Andrew Jefferson, the Chief of Information Technology of a leading data analytics and research firm, had been facing a lot of issues at work recently. His job was to maintain a continuous data flow into the company’s database for evaluation and analysis, while maintaining the servers of the company, so there is no obstruction in functioning of the firm. It was a golden time when the only problem he had to deal with was proper data structuring, back when the internet was still a new entity and not many ecommerce sites existed, and best of all, few unwanted ads, products or content disturbed his database building exercise. However in the last couple of years, data had become unmanageable for him and his growing team, and every day, they would face a fresh set of problems like server failure, structural clashes of data and above all the unwanted noise they received with each feed of data crawled. With the increasing business of the firm, the demand of structured, clean data was at an all-time high.

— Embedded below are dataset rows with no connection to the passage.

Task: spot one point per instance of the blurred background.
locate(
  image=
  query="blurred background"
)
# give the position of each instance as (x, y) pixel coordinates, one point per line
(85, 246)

Andrew knew, it was time to seek help outside the team to manage the functions at the firm properly.
How did PromptCloud Help?
PromptCloud helped include a data layer into their current set-up that would allow continuous free flowing feeds free of “noise” so that the team could only focus on interesting approaches to analytics
A crawler was set up that could extract product prices and specifications only for predefined categories in an automated manner on a daily basis.
Based on the schema provided by client, the final data was delivered in an XML format via the Data API on a daily basis without any manual intervention from either side.
Each record within a dataset had all details i.e. product name, product price, availability status, short and long descriptions, all image URL’s, SKU, dimensions, category, brand, source and the source URL from where it was fetched.